1. Eine Diskussion über Supervision ohne Diskussion über das zugrunde liegende Menschenbild ist intellektuell unredlich. Die anthropologische Frage ist explizit zu stellen, will man verantwortungsbewusst an das Thema Supervision und die Arbeit als Supervisor bzw. Supervisorin herangehen. Aus personzentrierter Sicht kommt dabei die Frage nach der Person in den Blick.

2. Ein Supervisionsverständnis, das vorwiegend von Effizienz und Methodenfrage im herkömmlichen Sinn geprägt ist, ist menschlich unredlich. Supervisoren müssen sich der Frage stellen, wie sie ihre Rolle grundsätzlich definieren.

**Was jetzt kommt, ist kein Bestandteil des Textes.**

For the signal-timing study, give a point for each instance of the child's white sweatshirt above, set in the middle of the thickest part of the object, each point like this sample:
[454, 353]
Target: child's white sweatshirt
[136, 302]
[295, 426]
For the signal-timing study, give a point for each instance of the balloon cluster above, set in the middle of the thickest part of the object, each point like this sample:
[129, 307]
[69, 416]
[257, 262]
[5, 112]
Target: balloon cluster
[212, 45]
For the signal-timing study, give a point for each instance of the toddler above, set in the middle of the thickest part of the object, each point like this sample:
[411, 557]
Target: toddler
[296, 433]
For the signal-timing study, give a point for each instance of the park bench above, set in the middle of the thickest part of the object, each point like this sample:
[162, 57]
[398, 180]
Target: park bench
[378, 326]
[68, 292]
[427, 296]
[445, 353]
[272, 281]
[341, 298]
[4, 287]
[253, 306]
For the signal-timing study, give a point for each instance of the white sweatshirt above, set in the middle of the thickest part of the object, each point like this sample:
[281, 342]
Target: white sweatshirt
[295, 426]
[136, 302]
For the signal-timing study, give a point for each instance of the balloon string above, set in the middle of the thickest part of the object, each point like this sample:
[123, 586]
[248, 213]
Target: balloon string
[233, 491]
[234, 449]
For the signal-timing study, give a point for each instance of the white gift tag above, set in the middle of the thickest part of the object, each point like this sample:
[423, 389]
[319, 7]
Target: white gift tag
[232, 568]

Aus personzentrierter Sicht ist das die Frage, wie von den Supervisoren die Aufgabe eines Facilitators kunstgerecht wahrgenommen werden kann.

3. Theorie und Praxis von Supervision, die sich dem Diskurs über das politische Selbstverständnis des supervisorischen Handelns nicht stellen, sind ethisch unredlich. Aus personzentrierter Sicht ist Supervision keine Technologie, sondern die Kunst von Begegnung und Reflexion in einem gesellschaftspolitischen Zusammenhang. Sie ist, was immer sie sonst noch ist, eine sozialethische Disziplin.

Dem weit verbreiteten Ansatz, Supervision als Methode zu sehen, wird hier die personzentrierte Position gegenübergestellt, Supervision als jene kunstvolle Beziehungsgestaltung zwischen Supervisor(en) und Supervisand(en) zu verstehen, die durch Begegnung und Reflexion zur authentischen, menschengerechten und emanzipatorischen Gestaltung der Arbeitswelt der betroffenen Personen, Teams und Organisationen in ihrer Wechselbeziehung beizutragen imstande ist.